At Oklahoma Swim Academy, we strive to keep our swimmers safe all year round. Our safety mission does not end when our students walk out of our doors. Water safety in the winter is often overlooked, but can prove to be very dangerous. Without the proper precautions in place, tragedy can strike at any time.

Sadly, 75% of drowning incidents for children under 15 years old happen in residential pools. Of the 3,786 drownings in 2016, over 12% were children under the age of 4. This number is too high and we are committed to increasing awareness to make our communities safer.  While residential pools are the most common, an accident can occur in bathtubs, toilets, fountains, and even buckets. Never let your children go around water unsupervised and make sure to give them your full attention when you are watching them; distractions make for tragedies.  Drowning is preventable. You can take the following steps to make sure your home is a safer place all year long.

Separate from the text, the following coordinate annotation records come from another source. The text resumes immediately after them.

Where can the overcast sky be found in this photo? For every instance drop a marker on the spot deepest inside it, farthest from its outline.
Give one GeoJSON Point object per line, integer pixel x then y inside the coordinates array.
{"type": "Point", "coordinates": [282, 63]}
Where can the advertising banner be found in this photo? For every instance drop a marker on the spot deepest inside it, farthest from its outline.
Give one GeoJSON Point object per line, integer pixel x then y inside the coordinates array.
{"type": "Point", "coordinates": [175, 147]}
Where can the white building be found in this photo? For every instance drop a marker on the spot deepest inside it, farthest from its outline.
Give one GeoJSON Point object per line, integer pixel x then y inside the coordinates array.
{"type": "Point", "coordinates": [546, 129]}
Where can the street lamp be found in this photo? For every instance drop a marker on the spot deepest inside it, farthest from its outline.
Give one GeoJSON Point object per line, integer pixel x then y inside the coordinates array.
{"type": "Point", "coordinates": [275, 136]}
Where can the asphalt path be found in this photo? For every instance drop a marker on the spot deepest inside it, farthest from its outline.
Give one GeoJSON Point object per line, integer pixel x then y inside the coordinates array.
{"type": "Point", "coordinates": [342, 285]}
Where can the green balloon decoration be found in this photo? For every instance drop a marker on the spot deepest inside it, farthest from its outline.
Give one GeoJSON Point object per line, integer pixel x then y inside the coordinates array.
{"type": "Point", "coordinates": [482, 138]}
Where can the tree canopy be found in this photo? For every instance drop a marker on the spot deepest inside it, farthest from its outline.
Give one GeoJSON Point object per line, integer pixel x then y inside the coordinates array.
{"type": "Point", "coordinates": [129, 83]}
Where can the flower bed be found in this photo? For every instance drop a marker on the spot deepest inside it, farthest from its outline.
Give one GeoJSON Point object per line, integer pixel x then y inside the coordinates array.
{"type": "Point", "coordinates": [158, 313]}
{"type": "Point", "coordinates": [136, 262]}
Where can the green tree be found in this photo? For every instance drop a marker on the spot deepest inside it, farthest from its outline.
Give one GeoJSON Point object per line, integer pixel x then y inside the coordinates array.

Portable and inflatable pools are immense fun in the summer, but we all know what a drag it is to deflate them at the end of the season.  So why not just leave them out? These types of pools can fill with rainwater or melted snow, creating a dangerous situation for little ones.  Drowning can occur in less than 2 inches of water, so it is important to make sure your inflatable and portable pools are stored away properly at the end of the season.

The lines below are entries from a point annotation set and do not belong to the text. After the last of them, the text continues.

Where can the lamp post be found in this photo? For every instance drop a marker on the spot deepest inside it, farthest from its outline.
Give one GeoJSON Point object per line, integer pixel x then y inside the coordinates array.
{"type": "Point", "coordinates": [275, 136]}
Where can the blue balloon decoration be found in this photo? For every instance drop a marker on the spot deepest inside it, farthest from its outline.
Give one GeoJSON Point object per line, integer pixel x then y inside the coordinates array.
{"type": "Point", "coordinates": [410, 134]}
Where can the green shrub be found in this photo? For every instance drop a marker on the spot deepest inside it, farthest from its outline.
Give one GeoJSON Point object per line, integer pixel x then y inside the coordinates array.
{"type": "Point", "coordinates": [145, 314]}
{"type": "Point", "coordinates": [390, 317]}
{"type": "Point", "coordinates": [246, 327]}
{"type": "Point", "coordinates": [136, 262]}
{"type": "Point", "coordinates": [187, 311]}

Above ground pools and hot tubs can be dangerous if not covered well, with all ladders and step stools removed . Being both curious and clever, children will use anything as a means to get into these areas. Fences, gates and alarms for pools and hot tubs are also highly recommended.  These barriers help create a safe environment that discourages little ones from finding themselves in areas they should not be alone.


Do you know the difference between a pool cover and a safety cover? Pool covers market themselves as being ‘solid’ covers, however, are not completely solid. Take two steps onto a pool cover and you will sink. Sure, they keep out sunlight that can develop algae in your pool, but they are also a safety hazard for your children. A safety cover, although it may not be as effective in keeping algae out, will keep your children safe. Look into swapping your pool cover for a safety cover.

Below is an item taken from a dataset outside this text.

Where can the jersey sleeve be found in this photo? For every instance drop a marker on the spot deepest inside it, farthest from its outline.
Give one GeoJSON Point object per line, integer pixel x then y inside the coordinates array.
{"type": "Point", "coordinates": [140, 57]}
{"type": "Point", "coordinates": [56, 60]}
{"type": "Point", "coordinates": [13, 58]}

A few final tips for water safety this winter: Communicate with your family about playing on thin ice and the dangers of it breaking.  If your child is in swim lessons, ask your swim instructor to give a winter clothing test, ensuring that your child can self-rescue in the case of an aquatic accident during the fall/winter months.  Before getting into a body of water, make sure it matches your child’s skill level. If a child is missing and there is water in the area, check the water first. Lastly, swim lessons are not just for children. If you feel like you can better your swim skills, do it. If not for yourself, but for your loved ones. You will not regret it.